Recently there has been much talk and some hysteria about the UK government’s alleged plans to significantly cut the BBC’s funding and weaken its highly beneficial bond with the coercive apparatus of the State. All manner of confused and poorly reasoned arguments have been thrown about, but the ethical argument against the BBC and the State’s arrangement is straight forward, as is the solution to the BBC’s woes.
The ethical argument against the BBC is that its UK operations are entirely funded not by advertising or other peaceful, voluntary means, but by leveraging the coercive apparatus of the State – the exercise of which is supposed to be limited to protecting people’s freedoms and resolving conflicts; not for ensuring the survival of corporations, however beloved they are.
Worse still, its global arm, which is a private profit-making corporation, is built upon this unjust arrangement, this perversion of the law. Ordinarily, of course, a private enterprise benefiting from ‘public funding’ would be widely condemned as immoral and unfair, but when it comes to its most beloved ‘institution’ the UK public seems to have a rather curious blind spot. Perhaps it’s some form of group Stockholm Syndrome, I don’t know.

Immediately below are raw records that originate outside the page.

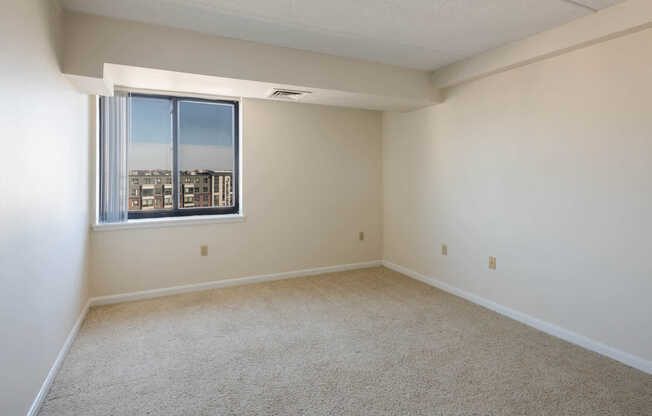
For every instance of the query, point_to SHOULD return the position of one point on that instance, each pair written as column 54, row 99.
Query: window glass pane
column 149, row 157
column 206, row 154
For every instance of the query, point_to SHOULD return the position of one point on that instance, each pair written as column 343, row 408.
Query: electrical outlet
column 492, row 263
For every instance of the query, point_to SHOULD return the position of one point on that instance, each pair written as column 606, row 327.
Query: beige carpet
column 365, row 342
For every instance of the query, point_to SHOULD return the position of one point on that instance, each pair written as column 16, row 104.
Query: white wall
column 44, row 204
column 548, row 167
column 92, row 41
column 312, row 181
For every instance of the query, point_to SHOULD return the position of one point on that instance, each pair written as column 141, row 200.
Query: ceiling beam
column 91, row 41
column 619, row 20
column 580, row 5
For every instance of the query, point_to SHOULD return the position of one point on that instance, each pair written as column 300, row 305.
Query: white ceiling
column 421, row 34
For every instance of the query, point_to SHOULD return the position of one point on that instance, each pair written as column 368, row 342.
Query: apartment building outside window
column 182, row 156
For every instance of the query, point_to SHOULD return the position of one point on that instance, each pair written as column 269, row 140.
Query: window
column 182, row 143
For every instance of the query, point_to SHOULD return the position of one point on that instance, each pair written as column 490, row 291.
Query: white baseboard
column 45, row 387
column 554, row 330
column 175, row 290
column 148, row 294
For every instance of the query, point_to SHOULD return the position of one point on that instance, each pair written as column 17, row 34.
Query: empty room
column 308, row 207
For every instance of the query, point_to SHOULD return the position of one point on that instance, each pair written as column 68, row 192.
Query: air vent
column 287, row 94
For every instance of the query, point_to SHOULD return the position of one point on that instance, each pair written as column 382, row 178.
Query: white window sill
column 169, row 222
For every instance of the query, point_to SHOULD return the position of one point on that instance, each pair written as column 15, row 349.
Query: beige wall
column 548, row 167
column 312, row 181
column 44, row 204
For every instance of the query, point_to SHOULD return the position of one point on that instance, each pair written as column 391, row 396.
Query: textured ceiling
column 422, row 34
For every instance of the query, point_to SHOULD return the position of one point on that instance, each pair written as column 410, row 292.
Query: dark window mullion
column 176, row 188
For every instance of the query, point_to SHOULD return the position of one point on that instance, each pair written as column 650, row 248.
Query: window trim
column 176, row 211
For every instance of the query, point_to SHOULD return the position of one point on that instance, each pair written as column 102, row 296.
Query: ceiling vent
column 288, row 94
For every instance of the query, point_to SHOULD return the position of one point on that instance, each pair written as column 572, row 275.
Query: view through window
column 182, row 157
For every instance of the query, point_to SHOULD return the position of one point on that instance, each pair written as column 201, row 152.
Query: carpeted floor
column 365, row 342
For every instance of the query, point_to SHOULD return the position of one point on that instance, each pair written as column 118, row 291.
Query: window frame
column 176, row 210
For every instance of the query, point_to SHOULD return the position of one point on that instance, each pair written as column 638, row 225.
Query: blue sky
column 205, row 135
column 199, row 123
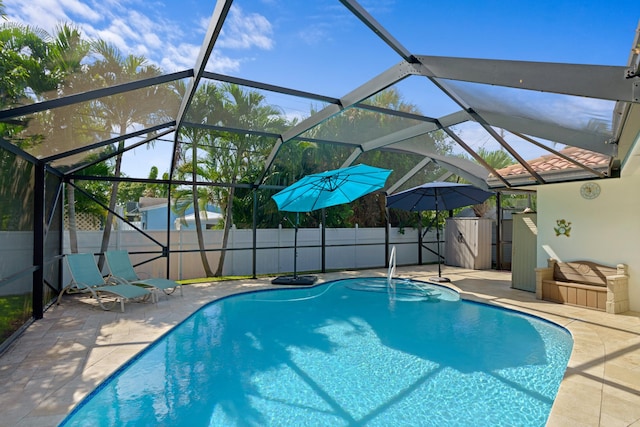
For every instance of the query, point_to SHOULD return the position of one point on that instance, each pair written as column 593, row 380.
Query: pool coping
column 60, row 359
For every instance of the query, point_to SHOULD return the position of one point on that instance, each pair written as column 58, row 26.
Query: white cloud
column 139, row 28
column 82, row 10
column 246, row 31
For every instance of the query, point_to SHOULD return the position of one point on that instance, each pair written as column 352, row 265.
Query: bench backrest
column 586, row 272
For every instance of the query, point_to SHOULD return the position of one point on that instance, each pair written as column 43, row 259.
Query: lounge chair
column 86, row 278
column 121, row 271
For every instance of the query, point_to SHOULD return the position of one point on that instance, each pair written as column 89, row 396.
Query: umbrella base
column 295, row 280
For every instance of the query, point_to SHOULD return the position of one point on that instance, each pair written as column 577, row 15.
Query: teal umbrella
column 334, row 187
column 321, row 190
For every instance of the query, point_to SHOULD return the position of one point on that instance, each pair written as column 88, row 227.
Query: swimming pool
column 342, row 353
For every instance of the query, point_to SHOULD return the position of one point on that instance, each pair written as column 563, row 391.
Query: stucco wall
column 605, row 229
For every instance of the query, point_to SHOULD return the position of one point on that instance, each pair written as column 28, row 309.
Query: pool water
column 344, row 353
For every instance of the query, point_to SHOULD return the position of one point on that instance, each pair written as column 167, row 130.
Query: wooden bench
column 584, row 284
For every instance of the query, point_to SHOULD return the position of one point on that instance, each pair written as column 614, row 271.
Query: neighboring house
column 153, row 215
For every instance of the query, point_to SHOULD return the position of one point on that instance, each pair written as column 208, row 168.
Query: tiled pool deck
column 61, row 358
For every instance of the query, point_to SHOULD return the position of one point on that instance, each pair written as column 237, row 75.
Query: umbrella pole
column 295, row 247
column 439, row 278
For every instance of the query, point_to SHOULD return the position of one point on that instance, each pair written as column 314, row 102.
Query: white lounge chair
column 121, row 270
column 86, row 278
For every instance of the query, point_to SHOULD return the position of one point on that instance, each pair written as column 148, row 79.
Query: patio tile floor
column 58, row 360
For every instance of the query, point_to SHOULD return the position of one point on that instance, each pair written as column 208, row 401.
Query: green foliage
column 15, row 310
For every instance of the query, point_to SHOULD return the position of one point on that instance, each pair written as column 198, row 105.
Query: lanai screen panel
column 563, row 119
column 415, row 94
column 60, row 134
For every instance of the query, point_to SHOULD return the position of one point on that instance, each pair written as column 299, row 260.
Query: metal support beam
column 562, row 156
column 417, row 168
column 39, row 220
column 592, row 81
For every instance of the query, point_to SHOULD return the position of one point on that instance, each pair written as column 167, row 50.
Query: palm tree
column 120, row 112
column 228, row 156
column 206, row 108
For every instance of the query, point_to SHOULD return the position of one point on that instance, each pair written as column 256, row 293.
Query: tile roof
column 550, row 163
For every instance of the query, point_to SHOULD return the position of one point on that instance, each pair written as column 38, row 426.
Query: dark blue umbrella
column 438, row 196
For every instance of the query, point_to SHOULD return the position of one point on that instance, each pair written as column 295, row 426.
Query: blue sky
column 319, row 46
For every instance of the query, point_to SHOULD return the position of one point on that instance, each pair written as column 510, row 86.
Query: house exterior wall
column 604, row 230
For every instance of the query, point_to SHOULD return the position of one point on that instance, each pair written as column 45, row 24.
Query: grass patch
column 15, row 310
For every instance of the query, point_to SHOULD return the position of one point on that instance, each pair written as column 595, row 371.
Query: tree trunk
column 228, row 220
column 196, row 214
column 106, row 234
column 71, row 209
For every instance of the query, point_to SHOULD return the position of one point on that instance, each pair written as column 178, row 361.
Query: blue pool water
column 345, row 353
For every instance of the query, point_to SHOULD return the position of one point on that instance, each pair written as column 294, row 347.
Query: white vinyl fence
column 351, row 248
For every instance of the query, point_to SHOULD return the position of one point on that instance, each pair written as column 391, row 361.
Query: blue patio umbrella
column 322, row 190
column 334, row 187
column 438, row 196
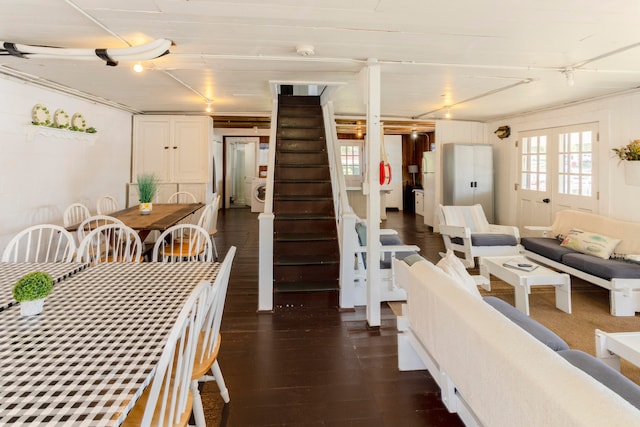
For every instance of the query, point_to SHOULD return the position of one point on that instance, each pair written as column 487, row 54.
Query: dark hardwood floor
column 314, row 367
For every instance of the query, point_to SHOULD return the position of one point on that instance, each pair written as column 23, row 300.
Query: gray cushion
column 413, row 258
column 489, row 239
column 361, row 229
column 542, row 333
column 390, row 240
column 608, row 376
column 545, row 246
column 604, row 268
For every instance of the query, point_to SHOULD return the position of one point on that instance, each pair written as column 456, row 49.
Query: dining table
column 10, row 272
column 89, row 356
column 161, row 217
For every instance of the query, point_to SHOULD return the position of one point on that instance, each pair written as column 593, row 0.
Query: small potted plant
column 630, row 155
column 147, row 189
column 30, row 291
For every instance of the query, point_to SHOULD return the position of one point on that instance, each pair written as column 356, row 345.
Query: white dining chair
column 206, row 361
column 106, row 205
column 75, row 214
column 182, row 197
column 110, row 243
column 167, row 401
column 41, row 243
column 93, row 222
column 183, row 242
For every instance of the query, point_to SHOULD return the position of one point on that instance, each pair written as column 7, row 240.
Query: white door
column 557, row 171
column 534, row 190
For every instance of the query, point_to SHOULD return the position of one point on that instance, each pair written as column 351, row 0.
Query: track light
column 569, row 75
column 111, row 56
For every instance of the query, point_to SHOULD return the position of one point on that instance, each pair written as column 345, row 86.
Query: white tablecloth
column 88, row 357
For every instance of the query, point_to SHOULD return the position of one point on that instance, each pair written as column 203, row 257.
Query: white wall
column 42, row 176
column 618, row 125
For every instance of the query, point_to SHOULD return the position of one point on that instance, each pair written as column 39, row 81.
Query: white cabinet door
column 152, row 148
column 174, row 148
column 190, row 149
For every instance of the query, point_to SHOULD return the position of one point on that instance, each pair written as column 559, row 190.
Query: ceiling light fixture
column 569, row 75
column 110, row 56
column 305, row 50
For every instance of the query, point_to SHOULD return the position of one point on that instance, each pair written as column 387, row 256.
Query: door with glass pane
column 557, row 171
column 534, row 190
column 576, row 169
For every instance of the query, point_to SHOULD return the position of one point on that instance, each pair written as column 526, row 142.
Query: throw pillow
column 451, row 265
column 590, row 243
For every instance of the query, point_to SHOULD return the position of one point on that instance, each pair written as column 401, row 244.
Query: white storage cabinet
column 176, row 150
column 468, row 176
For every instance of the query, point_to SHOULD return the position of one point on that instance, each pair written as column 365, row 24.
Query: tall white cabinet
column 177, row 149
column 468, row 176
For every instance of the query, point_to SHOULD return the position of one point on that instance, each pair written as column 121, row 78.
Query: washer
column 258, row 194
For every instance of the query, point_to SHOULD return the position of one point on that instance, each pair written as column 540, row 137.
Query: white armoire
column 468, row 176
column 177, row 150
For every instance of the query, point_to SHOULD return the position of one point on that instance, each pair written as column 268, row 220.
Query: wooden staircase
column 306, row 255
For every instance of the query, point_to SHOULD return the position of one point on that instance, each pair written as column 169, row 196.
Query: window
column 534, row 163
column 352, row 161
column 575, row 161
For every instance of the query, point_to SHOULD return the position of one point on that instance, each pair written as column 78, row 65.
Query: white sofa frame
column 624, row 294
column 469, row 251
column 490, row 371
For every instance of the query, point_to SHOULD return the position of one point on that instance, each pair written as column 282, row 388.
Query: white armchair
column 465, row 230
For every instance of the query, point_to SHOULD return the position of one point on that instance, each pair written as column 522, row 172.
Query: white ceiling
column 486, row 59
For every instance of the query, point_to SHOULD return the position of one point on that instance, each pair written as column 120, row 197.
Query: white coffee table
column 522, row 281
column 610, row 347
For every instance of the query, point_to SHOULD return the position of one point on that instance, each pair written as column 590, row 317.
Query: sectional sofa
column 496, row 372
column 611, row 258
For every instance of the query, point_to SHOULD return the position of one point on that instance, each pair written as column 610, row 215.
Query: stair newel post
column 348, row 238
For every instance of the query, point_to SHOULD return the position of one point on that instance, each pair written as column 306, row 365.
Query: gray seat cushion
column 604, row 268
column 489, row 239
column 608, row 376
column 547, row 247
column 539, row 331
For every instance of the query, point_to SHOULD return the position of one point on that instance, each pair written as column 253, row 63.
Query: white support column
column 372, row 91
column 265, row 263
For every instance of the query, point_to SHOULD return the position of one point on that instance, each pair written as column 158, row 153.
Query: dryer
column 258, row 194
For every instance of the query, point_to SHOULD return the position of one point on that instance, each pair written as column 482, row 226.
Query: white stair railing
column 265, row 257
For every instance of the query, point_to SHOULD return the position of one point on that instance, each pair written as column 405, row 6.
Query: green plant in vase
column 31, row 290
column 147, row 190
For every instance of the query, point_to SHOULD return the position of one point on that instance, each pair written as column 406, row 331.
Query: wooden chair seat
column 134, row 418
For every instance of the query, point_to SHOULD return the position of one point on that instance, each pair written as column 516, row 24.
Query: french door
column 557, row 170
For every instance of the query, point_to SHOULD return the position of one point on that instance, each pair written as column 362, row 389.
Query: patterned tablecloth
column 10, row 272
column 88, row 357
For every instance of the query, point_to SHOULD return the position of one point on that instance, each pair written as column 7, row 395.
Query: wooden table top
column 163, row 215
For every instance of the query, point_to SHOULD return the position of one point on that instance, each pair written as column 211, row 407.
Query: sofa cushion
column 413, row 258
column 608, row 376
column 489, row 239
column 546, row 247
column 451, row 265
column 539, row 331
column 604, row 268
column 589, row 243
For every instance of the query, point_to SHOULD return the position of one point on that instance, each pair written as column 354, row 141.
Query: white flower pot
column 632, row 172
column 145, row 208
column 31, row 308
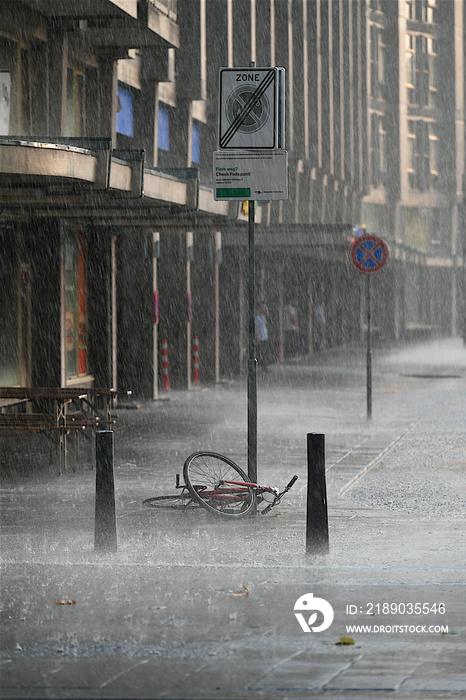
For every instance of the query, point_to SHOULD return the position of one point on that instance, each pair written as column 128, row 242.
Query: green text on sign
column 243, row 192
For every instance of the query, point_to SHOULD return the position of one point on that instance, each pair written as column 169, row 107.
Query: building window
column 431, row 71
column 377, row 60
column 196, row 142
column 411, row 154
column 420, row 70
column 422, row 156
column 163, row 137
column 75, row 304
column 433, row 153
column 421, row 10
column 125, row 112
column 378, row 149
column 410, row 72
column 74, row 102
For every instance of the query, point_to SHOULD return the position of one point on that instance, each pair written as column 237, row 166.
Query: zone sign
column 250, row 115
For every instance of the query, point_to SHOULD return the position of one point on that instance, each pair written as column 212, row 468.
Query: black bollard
column 105, row 539
column 317, row 541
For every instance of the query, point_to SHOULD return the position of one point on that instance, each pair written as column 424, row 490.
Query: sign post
column 252, row 166
column 369, row 254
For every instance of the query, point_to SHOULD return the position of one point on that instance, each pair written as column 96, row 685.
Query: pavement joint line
column 342, row 670
column 274, row 666
column 123, row 673
column 372, row 464
column 348, row 452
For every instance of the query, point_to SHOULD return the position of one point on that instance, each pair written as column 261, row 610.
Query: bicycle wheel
column 204, row 473
column 181, row 501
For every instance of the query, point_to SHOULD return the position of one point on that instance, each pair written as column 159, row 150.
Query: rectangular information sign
column 258, row 175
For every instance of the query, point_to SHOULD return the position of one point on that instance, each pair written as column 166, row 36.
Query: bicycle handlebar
column 293, row 480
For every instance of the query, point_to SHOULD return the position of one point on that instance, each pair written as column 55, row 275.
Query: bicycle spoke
column 204, row 473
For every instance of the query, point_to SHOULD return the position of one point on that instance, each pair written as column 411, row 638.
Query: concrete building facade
column 110, row 237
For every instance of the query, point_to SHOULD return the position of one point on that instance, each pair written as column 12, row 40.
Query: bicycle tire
column 180, row 501
column 203, row 472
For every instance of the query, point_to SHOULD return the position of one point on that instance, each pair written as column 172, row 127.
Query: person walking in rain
column 262, row 336
column 320, row 326
column 291, row 330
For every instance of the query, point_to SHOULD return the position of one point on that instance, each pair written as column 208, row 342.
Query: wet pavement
column 192, row 606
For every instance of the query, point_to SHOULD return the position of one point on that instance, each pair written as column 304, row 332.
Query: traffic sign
column 257, row 175
column 369, row 253
column 249, row 113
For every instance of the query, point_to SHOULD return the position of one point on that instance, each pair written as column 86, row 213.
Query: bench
column 56, row 411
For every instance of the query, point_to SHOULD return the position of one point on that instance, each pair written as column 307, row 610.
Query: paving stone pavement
column 194, row 607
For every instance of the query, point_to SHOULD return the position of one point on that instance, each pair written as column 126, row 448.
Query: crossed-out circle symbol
column 256, row 117
column 369, row 253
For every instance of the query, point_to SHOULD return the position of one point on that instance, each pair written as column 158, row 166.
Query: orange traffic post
column 196, row 380
column 166, row 378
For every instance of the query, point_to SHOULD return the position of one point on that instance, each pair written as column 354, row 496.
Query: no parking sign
column 369, row 253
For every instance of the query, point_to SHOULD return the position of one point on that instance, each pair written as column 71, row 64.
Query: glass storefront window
column 75, row 304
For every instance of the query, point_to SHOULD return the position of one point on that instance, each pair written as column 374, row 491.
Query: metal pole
column 369, row 350
column 317, row 541
column 105, row 537
column 252, row 361
column 155, row 349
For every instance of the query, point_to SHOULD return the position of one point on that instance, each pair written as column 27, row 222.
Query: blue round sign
column 369, row 253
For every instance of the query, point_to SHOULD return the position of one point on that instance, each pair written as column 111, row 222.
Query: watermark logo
column 308, row 604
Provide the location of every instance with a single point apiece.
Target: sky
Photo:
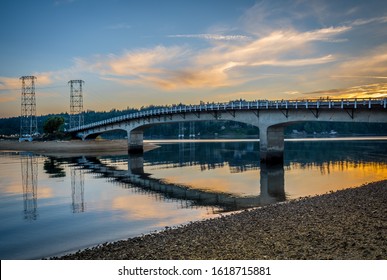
(150, 52)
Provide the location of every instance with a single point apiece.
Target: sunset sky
(137, 53)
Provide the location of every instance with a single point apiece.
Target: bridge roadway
(270, 117)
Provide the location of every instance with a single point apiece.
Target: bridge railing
(246, 105)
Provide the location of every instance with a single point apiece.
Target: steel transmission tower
(76, 103)
(28, 123)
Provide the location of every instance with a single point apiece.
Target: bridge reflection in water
(272, 185)
(29, 171)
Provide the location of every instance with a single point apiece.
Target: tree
(53, 125)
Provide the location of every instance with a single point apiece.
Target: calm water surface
(50, 206)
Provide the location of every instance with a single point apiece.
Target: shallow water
(50, 206)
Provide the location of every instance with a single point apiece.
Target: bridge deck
(370, 103)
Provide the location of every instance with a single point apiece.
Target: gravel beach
(347, 224)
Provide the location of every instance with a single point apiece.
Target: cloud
(119, 26)
(363, 21)
(218, 65)
(368, 66)
(361, 91)
(215, 37)
(9, 83)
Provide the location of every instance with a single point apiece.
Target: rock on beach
(347, 224)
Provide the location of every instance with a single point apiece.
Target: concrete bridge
(270, 117)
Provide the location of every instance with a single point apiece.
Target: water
(50, 206)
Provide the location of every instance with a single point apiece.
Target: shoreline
(346, 224)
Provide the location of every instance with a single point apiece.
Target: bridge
(269, 116)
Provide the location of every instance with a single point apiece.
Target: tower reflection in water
(77, 189)
(29, 170)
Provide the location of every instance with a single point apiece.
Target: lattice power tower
(76, 103)
(28, 121)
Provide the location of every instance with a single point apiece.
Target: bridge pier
(135, 141)
(271, 147)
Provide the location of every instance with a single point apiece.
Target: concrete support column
(135, 141)
(271, 144)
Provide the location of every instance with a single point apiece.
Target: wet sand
(347, 224)
(71, 148)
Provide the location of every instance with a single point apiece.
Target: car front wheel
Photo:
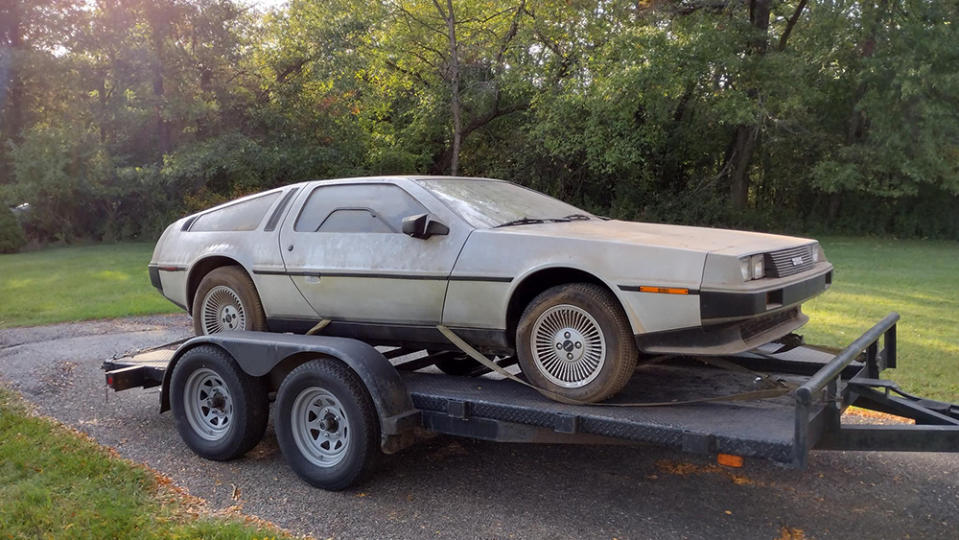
(574, 340)
(227, 300)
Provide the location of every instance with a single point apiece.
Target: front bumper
(717, 306)
(734, 321)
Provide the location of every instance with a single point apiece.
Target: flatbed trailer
(700, 407)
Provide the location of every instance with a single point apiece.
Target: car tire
(226, 299)
(575, 341)
(326, 424)
(220, 411)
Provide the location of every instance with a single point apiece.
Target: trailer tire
(220, 411)
(326, 424)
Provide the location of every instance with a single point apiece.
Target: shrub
(11, 234)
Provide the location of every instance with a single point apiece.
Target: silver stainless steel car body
(681, 288)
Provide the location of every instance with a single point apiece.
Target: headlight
(752, 267)
(757, 266)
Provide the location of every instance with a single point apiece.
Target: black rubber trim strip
(155, 277)
(494, 279)
(635, 288)
(275, 217)
(426, 277)
(167, 267)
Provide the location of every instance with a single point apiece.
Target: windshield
(490, 203)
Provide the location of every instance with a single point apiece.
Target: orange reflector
(729, 460)
(663, 290)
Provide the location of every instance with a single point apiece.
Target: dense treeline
(808, 115)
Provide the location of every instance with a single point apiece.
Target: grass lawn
(78, 283)
(917, 278)
(55, 483)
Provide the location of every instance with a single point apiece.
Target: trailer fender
(257, 353)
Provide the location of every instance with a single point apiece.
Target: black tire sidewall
(334, 377)
(250, 412)
(234, 278)
(607, 382)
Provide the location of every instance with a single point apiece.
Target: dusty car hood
(703, 239)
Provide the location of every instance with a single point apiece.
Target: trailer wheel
(326, 424)
(220, 412)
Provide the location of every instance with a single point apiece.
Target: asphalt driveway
(457, 488)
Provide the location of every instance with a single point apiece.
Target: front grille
(784, 263)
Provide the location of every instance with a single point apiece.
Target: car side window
(354, 220)
(344, 208)
(241, 216)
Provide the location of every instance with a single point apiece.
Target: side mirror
(423, 226)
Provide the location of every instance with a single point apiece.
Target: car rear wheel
(227, 300)
(575, 340)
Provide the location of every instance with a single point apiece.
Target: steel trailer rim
(320, 426)
(568, 346)
(208, 404)
(222, 310)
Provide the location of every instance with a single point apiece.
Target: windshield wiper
(530, 221)
(521, 221)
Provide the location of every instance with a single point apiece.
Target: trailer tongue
(402, 400)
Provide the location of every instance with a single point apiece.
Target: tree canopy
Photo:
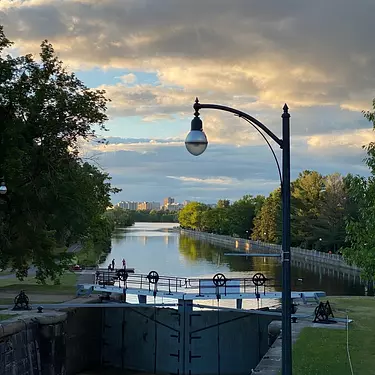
(54, 198)
(361, 221)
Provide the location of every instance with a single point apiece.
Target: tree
(53, 197)
(191, 215)
(223, 203)
(120, 217)
(361, 226)
(242, 215)
(267, 222)
(329, 225)
(306, 192)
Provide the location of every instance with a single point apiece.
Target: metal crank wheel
(153, 277)
(320, 314)
(219, 279)
(122, 275)
(259, 279)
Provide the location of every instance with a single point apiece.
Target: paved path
(271, 362)
(32, 270)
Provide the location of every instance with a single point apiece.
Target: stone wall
(57, 343)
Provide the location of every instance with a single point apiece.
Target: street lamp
(196, 143)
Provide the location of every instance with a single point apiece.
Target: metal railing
(151, 282)
(244, 244)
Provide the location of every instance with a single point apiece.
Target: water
(155, 246)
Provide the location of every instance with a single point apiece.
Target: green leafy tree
(306, 192)
(120, 217)
(223, 203)
(329, 225)
(267, 222)
(53, 197)
(191, 215)
(361, 225)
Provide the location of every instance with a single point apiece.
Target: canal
(156, 246)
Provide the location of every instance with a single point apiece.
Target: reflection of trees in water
(195, 250)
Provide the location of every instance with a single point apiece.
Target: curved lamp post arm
(197, 106)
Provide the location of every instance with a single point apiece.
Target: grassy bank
(321, 351)
(30, 285)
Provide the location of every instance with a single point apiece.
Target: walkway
(271, 362)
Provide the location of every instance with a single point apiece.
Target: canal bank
(51, 343)
(327, 264)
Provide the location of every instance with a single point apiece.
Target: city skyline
(154, 58)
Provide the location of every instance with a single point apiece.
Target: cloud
(304, 53)
(210, 181)
(252, 55)
(128, 78)
(150, 170)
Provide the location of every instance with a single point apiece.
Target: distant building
(167, 201)
(173, 207)
(155, 206)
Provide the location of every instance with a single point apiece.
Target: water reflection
(155, 246)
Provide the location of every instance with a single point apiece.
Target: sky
(153, 57)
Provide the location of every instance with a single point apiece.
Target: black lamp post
(196, 144)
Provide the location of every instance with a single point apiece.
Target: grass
(320, 351)
(6, 272)
(30, 285)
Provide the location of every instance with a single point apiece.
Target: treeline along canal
(159, 247)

From the point of view of the BBC’s continued survival and future flourishing, the economic argument is clear. That the BBC’s output is so popular here and all over the world is precisely why the BBC shouldn’t be at all worried about changing to acquiring its funding in the same way everyone else in society has to: through economic exchange (and not coercion).
There will no doubt be plenty of people willing to be subjected to advertising or to (willingly) pay a monthly subscription to watch BBC programming. Neither the BBC nor its strident defenders need lose sleep over the BBC’s future in the free market – however terrifying and ruthless they imagine it to be. It’s just the real world, guys.
Currently, the BBC’s claim to being the UK’s and even the world’s favourite broadcasting corporation is as tenuous as the argument that every individual in the UK who owns a television is obliged to pay the BBC a levy. The fact is that under the current arrangement of it being a criminal offence not to fund the BBC we simply cannot know how many people would willingly choose to pay to watch BBC programming because TV owners aren’t allowed to choose to not fund its operations.
The only way for the BBC to truly know how many people value its product enough to regularly exchange an amount of money to watch it or to advertise alongside it is to abandon the TV license and let people be free to choose not to – just like they are with ITV, Channel Four, Sky and the rest.
If the individuals who currently run the BBC have a genuine desire for it to truly be the best broadcaster in the UK and the world, and to really be independent and impartial – which was the BBC’s sincere aim when it was founded as a private enterprise many moons ago – then they need to muster the bravery to cut the BBC’s umbilical cord to the State.
The BBC can become master of its own destiny and move out from under the dark shadow of politics by embracing freedom; it can save itself by letting go of the State and joining free market society. Becoming one with the former and distancing itself from the latter guaranteed the BBC its existence, but at the cost of forever corrupting its virtue. There’s only one arena where the BBC can confirm its claim to being the best and establish genuine virtue: the free market.